Beneath Charter are three relatively distinct performance tiers. Following not too far behind Charter was a cluster of six carriers: Comcast, Cox, Time Warner, Cablevision, Suddenlink, and Cable One.
Then, there is a rather large drop in performance into a middle tier where Verizon, AT&T, Bellsouth, Windstream, Embarq, and Qwest are rather evenly spaced in descending order. These range between approximately 2,300 Kbps and 1,700 Kbps.
Finally, there is the bottom tier with the slowest performers, which includes CenturyTel, Frontier, and Clearwire. These carriers performed in the range of 1,650 Kbps to about 1,400 Kbps.
Naturally, network technology, content delivery partners, and geographic region all have a lot to do with an operator's overall performance in these rankings, but as Florence says, "it's a great high-level view of Netflix performance across a large number of streaming sessions."
Still, Clearwire representatives reached out to us today, looking to defend their mobile broadband network against Netflix's castigation.
"It doesn't come as a surprise to anyone in tech that a wireless network ranks behind wired DSL, cable and fiber optic networks in terms of speed," a Clearwire representative said. "Wired networks are capable of achieving faster speeds than wireless networks. That's the nature of the technologies. But speed isn't the whole story."
Indeed, Clearwire does have its own benefits that can balance out the lower average speed; principal among them is the fact that when a user is connected to a Clearwire WiMAX signal, he can take his Netflix stream along with him, instead of having to leave it at home.

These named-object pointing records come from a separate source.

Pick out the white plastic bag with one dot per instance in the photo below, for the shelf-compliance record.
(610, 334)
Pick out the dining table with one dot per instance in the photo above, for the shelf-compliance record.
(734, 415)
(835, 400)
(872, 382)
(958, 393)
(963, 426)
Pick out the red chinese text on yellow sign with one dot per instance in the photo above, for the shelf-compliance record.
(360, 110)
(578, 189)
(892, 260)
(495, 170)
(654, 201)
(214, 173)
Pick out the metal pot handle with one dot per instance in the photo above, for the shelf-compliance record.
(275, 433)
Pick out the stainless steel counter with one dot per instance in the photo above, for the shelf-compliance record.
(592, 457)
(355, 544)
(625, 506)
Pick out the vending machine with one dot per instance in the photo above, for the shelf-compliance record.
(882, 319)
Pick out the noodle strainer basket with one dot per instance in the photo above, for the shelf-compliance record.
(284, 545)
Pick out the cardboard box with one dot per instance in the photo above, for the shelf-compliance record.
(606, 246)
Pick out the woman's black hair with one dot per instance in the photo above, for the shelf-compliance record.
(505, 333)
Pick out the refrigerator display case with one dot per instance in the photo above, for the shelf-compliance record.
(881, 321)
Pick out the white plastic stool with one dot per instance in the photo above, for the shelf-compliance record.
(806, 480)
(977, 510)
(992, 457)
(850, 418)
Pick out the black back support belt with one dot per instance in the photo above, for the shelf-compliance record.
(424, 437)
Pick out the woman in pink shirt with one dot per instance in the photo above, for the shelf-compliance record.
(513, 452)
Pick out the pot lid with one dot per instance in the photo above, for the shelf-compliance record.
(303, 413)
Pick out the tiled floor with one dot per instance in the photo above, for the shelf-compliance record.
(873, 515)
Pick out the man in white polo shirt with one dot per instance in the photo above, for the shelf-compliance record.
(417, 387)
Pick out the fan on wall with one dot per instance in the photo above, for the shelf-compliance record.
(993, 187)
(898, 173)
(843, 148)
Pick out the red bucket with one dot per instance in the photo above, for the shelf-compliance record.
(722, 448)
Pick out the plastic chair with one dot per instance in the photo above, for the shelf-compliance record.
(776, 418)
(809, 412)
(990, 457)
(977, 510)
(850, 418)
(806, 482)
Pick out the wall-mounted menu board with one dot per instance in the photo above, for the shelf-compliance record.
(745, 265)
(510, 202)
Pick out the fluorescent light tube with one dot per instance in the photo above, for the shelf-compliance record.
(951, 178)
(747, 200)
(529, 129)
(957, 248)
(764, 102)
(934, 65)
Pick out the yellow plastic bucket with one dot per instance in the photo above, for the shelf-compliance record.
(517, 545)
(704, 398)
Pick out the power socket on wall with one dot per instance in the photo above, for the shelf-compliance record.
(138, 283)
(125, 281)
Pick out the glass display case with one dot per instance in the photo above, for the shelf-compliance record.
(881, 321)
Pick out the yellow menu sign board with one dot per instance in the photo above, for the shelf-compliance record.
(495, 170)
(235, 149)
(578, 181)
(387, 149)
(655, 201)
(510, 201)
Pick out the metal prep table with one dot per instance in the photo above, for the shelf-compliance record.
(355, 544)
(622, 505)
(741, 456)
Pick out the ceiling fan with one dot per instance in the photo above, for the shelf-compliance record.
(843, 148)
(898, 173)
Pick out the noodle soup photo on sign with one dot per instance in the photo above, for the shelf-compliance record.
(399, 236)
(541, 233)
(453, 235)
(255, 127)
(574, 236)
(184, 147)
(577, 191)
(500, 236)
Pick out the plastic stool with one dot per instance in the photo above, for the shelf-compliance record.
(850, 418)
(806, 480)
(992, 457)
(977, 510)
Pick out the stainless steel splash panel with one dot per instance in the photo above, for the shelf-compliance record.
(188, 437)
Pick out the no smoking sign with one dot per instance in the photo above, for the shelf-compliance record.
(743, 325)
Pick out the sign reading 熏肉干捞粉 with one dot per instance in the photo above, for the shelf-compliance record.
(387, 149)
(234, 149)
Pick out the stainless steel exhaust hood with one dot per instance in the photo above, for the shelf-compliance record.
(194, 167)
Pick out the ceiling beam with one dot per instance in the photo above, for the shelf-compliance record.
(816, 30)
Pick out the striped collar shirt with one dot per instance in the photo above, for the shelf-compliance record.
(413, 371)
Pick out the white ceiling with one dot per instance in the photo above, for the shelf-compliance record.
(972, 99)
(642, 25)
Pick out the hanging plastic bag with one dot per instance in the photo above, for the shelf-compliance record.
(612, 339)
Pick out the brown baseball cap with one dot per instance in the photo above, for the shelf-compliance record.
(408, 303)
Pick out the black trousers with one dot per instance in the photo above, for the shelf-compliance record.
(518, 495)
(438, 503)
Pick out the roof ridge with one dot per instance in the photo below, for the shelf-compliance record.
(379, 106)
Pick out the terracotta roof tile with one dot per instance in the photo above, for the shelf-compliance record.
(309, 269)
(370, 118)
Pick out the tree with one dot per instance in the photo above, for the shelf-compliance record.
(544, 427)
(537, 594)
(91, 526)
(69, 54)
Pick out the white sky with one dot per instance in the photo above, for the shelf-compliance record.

"As mobile video consumption increases, this key advantage will only become more of a differentiator for services like ours," Clearwire told us.
Most interestingly, though, was the fact that Canada had an average much closer to the maximum than the U.S. Rogers, Canada's largest ISP, trumps all of the United States' carriers with a 3,020 Kbps average throughput. When Netflix launched its streaming service in Canada just over six months ago, Rogers shrunk the download cap for its Lite pricing tier from 25GB per month to 15. Users began complaining that these data limits could be met and exceeded in under a week of use. Maybe the heightened stream speed and quality have something to do with it.